Music
White Lies: 'To Lose My Life'
Released on Monday, Jan 19 2009
Published Saturday, Jan 10 2009, 13:50 GMT | By Alex Fletcher | 4 comments

Previously working under the name Fear Of Flying and making perfectly pleasant but run-of-the-mill indie-dance, the trio changed tact and name in 2007 after writing a swathe of blacker material. White Lies describe their songs as "dark horoscopes", a fairly apt description of these mortality-obsessed post-punk hymns. Opener 'Death' kicks off optimistically enough with rumbling New Order-esque bass and frontman Harry McVeigh recalling,"I remember the feeling when we went up, watching the world so small below". However, it's not long before the group's fascination with the grim reaper rears its head, with McVeigh talking about his "grave" and asking, "When I hit the ground, will the earth beneath my body shake?"
Their combination of morbid fantasies, baritone vocals and gothic guitar work has seen the band compared with the likes of Echo And The Bunnymen, The Cure and Joy Division - sometimes unfavourably.

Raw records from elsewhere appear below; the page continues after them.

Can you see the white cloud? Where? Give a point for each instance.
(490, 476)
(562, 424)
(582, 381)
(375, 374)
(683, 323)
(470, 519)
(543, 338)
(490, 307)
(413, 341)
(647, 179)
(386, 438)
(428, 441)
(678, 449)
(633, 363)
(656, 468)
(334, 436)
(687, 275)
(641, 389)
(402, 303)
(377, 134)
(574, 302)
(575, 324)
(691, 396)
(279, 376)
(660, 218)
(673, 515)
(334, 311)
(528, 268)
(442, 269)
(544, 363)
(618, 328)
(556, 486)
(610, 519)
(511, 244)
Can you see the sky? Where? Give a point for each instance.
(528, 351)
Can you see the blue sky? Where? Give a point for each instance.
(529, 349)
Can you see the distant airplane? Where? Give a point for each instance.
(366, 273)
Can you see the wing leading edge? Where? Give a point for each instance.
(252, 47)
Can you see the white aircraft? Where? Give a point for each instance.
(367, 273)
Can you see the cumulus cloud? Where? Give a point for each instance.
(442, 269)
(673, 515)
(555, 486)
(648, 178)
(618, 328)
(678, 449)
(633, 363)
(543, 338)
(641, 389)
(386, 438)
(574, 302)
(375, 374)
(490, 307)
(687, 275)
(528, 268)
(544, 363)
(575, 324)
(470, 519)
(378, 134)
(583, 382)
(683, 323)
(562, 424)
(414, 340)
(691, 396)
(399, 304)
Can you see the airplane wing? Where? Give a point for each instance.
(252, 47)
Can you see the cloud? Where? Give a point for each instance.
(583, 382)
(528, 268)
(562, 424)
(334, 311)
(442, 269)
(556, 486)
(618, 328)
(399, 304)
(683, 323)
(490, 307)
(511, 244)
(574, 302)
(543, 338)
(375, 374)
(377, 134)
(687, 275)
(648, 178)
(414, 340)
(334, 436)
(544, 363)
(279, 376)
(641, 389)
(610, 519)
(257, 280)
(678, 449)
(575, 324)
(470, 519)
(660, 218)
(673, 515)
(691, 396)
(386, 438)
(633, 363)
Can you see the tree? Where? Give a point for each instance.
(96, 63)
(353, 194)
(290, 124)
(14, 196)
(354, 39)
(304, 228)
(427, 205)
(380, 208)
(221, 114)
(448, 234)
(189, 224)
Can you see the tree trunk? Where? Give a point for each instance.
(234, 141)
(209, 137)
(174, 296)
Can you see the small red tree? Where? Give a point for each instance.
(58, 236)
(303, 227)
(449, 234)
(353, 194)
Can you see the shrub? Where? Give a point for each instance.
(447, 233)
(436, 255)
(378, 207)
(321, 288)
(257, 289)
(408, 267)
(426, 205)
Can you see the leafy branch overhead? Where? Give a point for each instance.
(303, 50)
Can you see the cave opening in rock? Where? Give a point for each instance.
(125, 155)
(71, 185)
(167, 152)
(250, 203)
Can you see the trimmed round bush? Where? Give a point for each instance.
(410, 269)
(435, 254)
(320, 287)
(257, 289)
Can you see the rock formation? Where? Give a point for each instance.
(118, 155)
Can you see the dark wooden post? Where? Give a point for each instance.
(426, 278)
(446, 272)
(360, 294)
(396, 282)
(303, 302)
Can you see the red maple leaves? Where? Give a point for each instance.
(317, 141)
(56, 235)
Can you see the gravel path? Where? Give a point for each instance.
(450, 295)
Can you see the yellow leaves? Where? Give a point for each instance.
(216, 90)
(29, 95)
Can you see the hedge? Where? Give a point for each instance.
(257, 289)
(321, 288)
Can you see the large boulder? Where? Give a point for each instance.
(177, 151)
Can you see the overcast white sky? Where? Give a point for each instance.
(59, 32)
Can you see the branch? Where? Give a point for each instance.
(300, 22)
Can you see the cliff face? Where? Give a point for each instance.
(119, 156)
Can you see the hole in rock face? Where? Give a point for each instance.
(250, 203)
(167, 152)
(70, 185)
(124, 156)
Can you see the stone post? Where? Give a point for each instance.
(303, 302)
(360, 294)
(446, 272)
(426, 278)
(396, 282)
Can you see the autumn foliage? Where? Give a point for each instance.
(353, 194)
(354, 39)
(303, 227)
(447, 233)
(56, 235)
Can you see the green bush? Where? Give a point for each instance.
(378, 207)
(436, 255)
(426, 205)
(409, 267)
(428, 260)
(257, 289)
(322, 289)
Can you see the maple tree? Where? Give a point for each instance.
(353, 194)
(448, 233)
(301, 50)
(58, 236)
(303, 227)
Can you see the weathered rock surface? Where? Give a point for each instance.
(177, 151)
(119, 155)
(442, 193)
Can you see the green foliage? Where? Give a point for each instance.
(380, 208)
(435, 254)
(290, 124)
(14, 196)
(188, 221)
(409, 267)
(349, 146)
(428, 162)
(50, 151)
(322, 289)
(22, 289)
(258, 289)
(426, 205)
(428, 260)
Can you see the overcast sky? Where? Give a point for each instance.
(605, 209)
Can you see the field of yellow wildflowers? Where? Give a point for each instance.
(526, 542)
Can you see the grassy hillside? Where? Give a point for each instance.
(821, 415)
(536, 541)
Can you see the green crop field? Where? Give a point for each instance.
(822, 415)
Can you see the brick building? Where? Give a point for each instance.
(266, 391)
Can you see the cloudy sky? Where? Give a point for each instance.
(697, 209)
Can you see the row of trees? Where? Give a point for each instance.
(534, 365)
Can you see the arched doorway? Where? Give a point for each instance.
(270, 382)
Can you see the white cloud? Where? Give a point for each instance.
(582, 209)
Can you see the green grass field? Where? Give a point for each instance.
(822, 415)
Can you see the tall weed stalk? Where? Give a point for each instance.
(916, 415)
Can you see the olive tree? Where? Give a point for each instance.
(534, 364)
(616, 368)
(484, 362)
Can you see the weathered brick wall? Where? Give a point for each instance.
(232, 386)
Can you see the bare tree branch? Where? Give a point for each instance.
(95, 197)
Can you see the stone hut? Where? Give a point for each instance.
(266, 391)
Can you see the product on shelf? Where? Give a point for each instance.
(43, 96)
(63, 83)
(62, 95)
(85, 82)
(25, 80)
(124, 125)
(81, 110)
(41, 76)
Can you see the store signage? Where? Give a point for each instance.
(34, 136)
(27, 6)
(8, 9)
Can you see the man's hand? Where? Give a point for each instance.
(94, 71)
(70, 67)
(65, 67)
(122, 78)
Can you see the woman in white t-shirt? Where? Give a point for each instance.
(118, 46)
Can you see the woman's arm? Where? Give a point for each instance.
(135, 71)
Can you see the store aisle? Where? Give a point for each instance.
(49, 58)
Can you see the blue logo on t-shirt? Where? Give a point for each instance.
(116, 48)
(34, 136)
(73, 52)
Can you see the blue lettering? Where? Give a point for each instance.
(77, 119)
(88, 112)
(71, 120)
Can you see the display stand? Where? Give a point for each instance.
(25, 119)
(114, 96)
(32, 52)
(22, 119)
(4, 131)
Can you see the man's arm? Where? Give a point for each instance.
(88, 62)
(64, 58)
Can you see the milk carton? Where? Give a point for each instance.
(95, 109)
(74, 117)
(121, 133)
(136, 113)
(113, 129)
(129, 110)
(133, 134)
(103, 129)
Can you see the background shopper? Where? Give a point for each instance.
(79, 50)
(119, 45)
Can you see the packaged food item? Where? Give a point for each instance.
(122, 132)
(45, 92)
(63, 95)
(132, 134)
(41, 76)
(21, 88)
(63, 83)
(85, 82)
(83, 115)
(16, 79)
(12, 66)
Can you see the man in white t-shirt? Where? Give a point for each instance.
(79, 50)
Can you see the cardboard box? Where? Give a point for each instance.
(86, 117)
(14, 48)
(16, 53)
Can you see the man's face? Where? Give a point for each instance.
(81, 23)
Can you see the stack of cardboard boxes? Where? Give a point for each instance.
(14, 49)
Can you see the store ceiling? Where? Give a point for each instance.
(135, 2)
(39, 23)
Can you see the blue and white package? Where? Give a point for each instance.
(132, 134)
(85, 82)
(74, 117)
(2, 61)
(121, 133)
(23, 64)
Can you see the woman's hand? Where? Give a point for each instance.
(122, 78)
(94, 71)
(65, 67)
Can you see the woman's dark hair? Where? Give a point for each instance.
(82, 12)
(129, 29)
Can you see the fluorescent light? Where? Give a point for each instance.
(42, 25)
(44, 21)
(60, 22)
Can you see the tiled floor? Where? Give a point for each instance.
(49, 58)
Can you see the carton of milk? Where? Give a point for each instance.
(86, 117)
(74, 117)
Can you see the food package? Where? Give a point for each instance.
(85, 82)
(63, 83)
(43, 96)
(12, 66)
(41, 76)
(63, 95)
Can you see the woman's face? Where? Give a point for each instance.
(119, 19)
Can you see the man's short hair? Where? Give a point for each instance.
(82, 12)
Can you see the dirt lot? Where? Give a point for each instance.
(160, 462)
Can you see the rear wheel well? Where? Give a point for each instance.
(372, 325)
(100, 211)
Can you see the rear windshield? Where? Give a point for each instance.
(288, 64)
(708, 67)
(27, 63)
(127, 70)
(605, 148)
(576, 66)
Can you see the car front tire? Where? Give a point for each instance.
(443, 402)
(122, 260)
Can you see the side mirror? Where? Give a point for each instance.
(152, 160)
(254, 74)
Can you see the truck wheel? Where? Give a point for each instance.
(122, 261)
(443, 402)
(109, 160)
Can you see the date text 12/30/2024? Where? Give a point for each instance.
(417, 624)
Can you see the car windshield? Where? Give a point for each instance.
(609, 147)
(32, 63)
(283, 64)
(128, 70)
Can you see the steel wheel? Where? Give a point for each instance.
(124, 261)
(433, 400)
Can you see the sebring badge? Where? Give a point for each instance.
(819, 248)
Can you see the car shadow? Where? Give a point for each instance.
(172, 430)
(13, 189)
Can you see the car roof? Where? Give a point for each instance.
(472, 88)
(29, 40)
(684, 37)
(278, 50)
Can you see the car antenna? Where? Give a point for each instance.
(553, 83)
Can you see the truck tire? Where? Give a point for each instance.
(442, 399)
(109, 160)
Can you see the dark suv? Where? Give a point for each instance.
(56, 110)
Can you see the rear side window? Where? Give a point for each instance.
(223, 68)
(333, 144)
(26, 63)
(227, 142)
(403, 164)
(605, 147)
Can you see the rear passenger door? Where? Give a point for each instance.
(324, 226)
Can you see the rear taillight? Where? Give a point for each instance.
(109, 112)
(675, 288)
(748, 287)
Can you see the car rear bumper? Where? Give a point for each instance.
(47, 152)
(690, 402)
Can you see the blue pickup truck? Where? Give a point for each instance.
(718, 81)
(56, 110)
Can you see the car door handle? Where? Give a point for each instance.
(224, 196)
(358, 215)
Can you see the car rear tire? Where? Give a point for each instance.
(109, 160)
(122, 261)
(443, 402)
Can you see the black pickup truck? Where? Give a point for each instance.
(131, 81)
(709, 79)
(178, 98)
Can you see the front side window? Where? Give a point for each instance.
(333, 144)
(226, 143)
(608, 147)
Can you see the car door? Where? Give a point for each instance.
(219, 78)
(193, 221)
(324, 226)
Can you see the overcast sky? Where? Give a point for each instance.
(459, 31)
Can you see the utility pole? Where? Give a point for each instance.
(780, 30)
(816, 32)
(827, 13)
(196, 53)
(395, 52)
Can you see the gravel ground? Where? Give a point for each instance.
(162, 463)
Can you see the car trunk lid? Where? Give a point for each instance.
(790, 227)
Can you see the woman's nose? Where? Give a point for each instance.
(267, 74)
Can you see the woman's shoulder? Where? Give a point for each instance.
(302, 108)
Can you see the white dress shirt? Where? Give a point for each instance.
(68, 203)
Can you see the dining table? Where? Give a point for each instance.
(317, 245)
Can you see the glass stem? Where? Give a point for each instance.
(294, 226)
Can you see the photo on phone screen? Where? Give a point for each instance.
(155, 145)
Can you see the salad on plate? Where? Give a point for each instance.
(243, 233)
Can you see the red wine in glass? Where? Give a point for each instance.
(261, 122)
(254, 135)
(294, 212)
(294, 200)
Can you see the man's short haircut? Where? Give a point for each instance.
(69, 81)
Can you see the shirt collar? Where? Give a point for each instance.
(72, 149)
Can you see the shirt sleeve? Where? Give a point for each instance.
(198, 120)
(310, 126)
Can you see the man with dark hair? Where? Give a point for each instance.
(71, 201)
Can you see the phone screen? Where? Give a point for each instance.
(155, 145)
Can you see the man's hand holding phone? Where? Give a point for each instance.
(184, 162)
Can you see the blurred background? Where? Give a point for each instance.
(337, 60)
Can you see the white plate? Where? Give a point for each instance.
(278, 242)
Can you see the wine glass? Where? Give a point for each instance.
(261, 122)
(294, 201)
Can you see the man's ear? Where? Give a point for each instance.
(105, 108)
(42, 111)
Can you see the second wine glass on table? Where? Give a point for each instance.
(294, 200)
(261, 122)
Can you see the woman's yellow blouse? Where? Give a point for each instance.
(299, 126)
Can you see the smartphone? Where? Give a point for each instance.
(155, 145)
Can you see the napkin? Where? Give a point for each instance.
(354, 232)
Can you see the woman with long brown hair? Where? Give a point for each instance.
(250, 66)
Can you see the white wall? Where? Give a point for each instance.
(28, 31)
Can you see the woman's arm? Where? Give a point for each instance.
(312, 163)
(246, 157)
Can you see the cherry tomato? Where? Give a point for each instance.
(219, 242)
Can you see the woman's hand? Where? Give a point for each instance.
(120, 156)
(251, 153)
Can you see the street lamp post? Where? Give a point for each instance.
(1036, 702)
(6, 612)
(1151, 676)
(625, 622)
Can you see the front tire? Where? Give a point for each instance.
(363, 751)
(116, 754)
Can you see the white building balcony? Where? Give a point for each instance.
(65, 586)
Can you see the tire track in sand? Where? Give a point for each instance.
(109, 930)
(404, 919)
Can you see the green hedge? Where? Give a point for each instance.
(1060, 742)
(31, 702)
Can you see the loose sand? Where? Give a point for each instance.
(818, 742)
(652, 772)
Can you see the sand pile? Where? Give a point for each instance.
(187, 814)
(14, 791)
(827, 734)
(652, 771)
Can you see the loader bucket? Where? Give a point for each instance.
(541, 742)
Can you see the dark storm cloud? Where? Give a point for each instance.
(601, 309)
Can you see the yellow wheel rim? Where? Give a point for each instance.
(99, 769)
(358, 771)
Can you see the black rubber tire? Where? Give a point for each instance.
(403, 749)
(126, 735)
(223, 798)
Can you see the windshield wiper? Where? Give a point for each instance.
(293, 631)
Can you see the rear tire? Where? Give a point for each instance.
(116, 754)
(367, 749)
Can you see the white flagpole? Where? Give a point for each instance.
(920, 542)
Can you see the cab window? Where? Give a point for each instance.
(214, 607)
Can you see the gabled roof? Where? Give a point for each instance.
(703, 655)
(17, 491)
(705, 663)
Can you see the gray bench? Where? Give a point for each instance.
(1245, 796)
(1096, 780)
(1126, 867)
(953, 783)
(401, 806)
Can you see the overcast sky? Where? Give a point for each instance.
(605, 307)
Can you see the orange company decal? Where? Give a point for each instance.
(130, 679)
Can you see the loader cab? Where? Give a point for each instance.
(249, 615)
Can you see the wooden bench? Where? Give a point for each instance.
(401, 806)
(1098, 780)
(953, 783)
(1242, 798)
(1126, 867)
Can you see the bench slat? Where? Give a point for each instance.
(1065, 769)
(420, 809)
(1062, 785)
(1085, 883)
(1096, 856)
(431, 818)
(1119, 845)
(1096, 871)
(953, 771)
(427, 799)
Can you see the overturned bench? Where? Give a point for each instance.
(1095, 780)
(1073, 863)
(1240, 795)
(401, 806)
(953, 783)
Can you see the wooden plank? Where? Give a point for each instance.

Much like Editors and Interpol before them, hard-nosed cynics have accused White Lies of trading in Ian Curtis-lite. Tracks such as 'A Place To Hide', which finds McVeigh hollering clichés about "tears in my eye" and "doubt in my mind", and the soaring 'Nothing To Give', which is worryingly close to the pompous melodrama of Midge Ure's Ultravox, only add weight to such arguments.
Thankfully, these misdemeanours are short and rare. Snipes that the band are a label exec's version of Joy Division, or perhaps another Bravery, are plain lazy. Killers producer Max Dingel brings an LA gloss to proceedings, and much like Glasvegas, another Dingel-produced group, White Lies mask their doom-mongering with melody and musical euphoria. When it all fits together on the sinister romance of 'To Lose My Life' and thundering grand finale 'The Price Of Love', they're a thrilling proposition. The deficiencies and darkness of this record don't quite support expectations that White Lies will break the mainstream in 2009, but its occasional brushes with brilliance are enough to justify the hype.